I feel we’re at the point where the simple data format discussion has converged to a handful of very usable alternatives – Simple XML / POX, Atom, JSON/JSONP, with microformats mixed in, and it’s time to start discussing the higher level aspects like metadata. That discussion is already beginning at the OpenAjax Alliance.
I had originally intended the Mashup Camp session to get beyond the basics of just the formats, and to initiate a discussion around security, access control, and descriptions of feeds, but in typical un-conference fashion – “Whatever happens is the only thing that could have.” – we ended up primarily discussing the formats, and tradeoffs between them. (The mashup camp link above has plenty of reference links on the various formats.)
As part of the SnapLogic 2.0 release, we added an RP layer to the core server, to allow a simple choice of representation on a read or write, based on Content-Type. The beginnings of this were in 1.0, but 2.0 formalized the API’s so we could add additional representations when needed, and makes the representations uniformly available to all resources. We also support explicit formatting through components like the XMLWriter for cases where the default representations are not enough.
Of course, nothing is ever set in stone when it comes to formats, and this week at the MySQL conference I learned that we were missing one important representation we had overlooked.
We had a booth at the MySQL conference, next to the dot Org pavillion (It was nice to see lots of familiar community faces again!) There were two interesting new products at the conference as well. Tod Landis was showing Entrance, a GPL licensed data browser, and Nate Williams of Kirix was showing Strata. Both of these tools are ‘data browsers’, but I view them as the beginning of a new generation of data access tools.
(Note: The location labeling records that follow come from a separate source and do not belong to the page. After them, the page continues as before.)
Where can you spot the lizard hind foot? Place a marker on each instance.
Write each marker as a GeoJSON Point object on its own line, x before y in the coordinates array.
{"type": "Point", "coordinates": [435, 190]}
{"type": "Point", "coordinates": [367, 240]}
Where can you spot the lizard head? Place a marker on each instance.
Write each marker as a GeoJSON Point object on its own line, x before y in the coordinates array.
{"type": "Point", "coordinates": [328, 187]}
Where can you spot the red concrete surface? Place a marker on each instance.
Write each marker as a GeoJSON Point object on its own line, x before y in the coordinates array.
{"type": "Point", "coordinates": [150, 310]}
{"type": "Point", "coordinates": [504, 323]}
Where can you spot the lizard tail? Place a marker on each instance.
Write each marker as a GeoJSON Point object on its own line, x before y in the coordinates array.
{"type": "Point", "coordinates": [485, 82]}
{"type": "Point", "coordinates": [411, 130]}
They go beyond the basic query tool, and are moving into the realm of data display, visualization and analytics. At the same time, they are not traditional ‘report writers.’
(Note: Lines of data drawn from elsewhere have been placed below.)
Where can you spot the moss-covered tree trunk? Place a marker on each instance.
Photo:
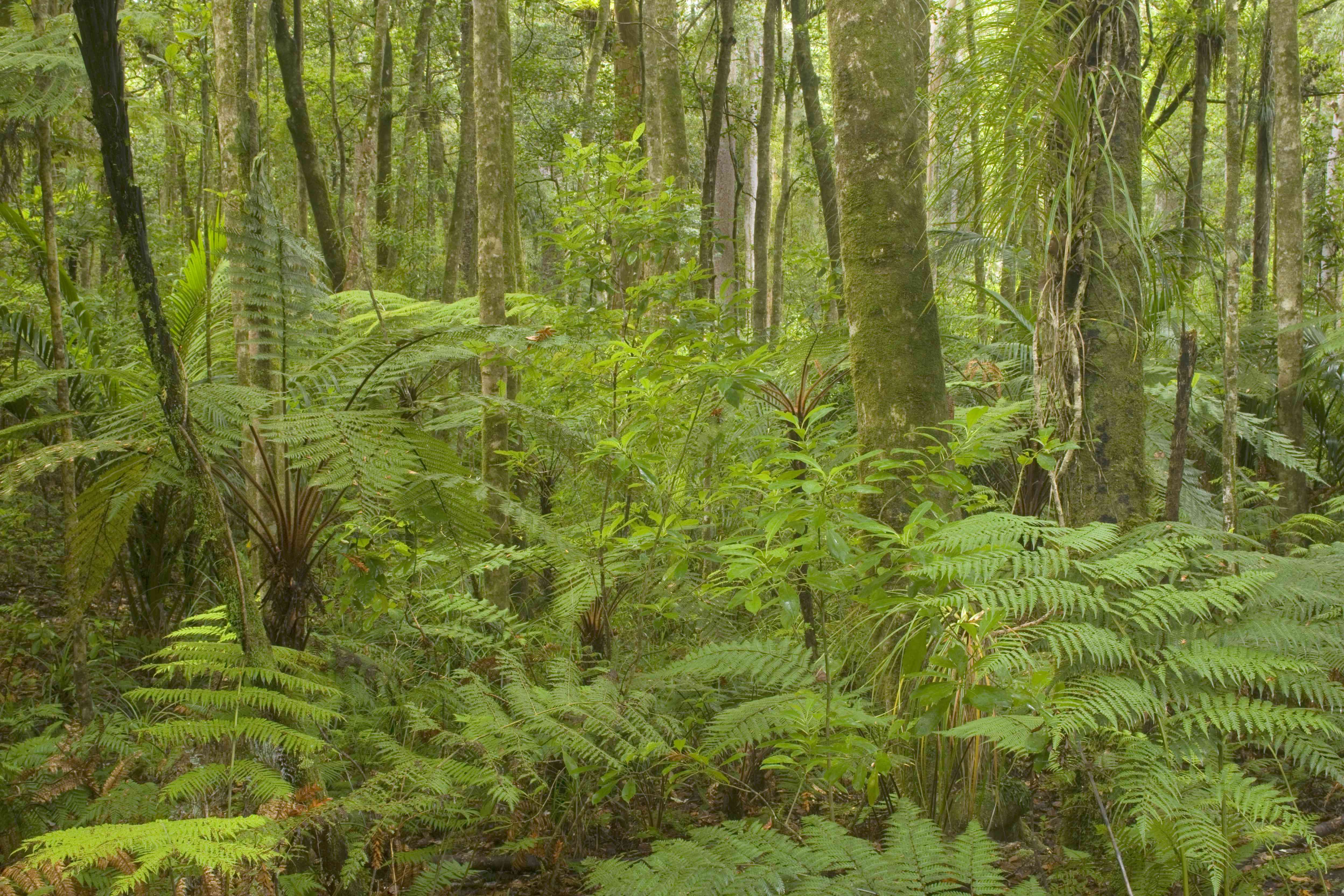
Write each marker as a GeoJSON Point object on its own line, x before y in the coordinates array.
{"type": "Point", "coordinates": [288, 54]}
{"type": "Point", "coordinates": [819, 136]}
{"type": "Point", "coordinates": [1288, 238]}
{"type": "Point", "coordinates": [1232, 258]}
{"type": "Point", "coordinates": [1108, 479]}
{"type": "Point", "coordinates": [878, 54]}
{"type": "Point", "coordinates": [714, 135]}
{"type": "Point", "coordinates": [1193, 214]}
{"type": "Point", "coordinates": [663, 81]}
{"type": "Point", "coordinates": [765, 121]}
{"type": "Point", "coordinates": [1264, 198]}
{"type": "Point", "coordinates": [386, 252]}
{"type": "Point", "coordinates": [495, 268]}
I’ve been aware of Entrance for a while, and had been talking to Tod about reading SnapLogic as a data source.Strata was new to me. In the course of talking to both Nate and Tod at the conference, we realized that since both tools were ‘web’ savvy, and could read data not only from MySQL but also over HTTP, we should be able to get things working. With that capability, SnapLogic can become a data source for both, and open up a whole new range of data sources beyond MySQL tables. The gotcha? In the context of the conference, the best lowest common denominator format for both tools was good old tab delimited.
I managed to avoid ‘booth duty’ for a couple of hours Wednesday, and I prototyped a tsv representation module for SnapLogic. I added it to our demo server, and by the end of the day, both Entrance and Strata were able to read and display our demo data feeds as tsv.
Short term, we will add ‘text/tab-separated-values’ to the standard SnapLogic representation suite (and probably csv as well.) Longer term, we have some new data consumers for SnapLogic.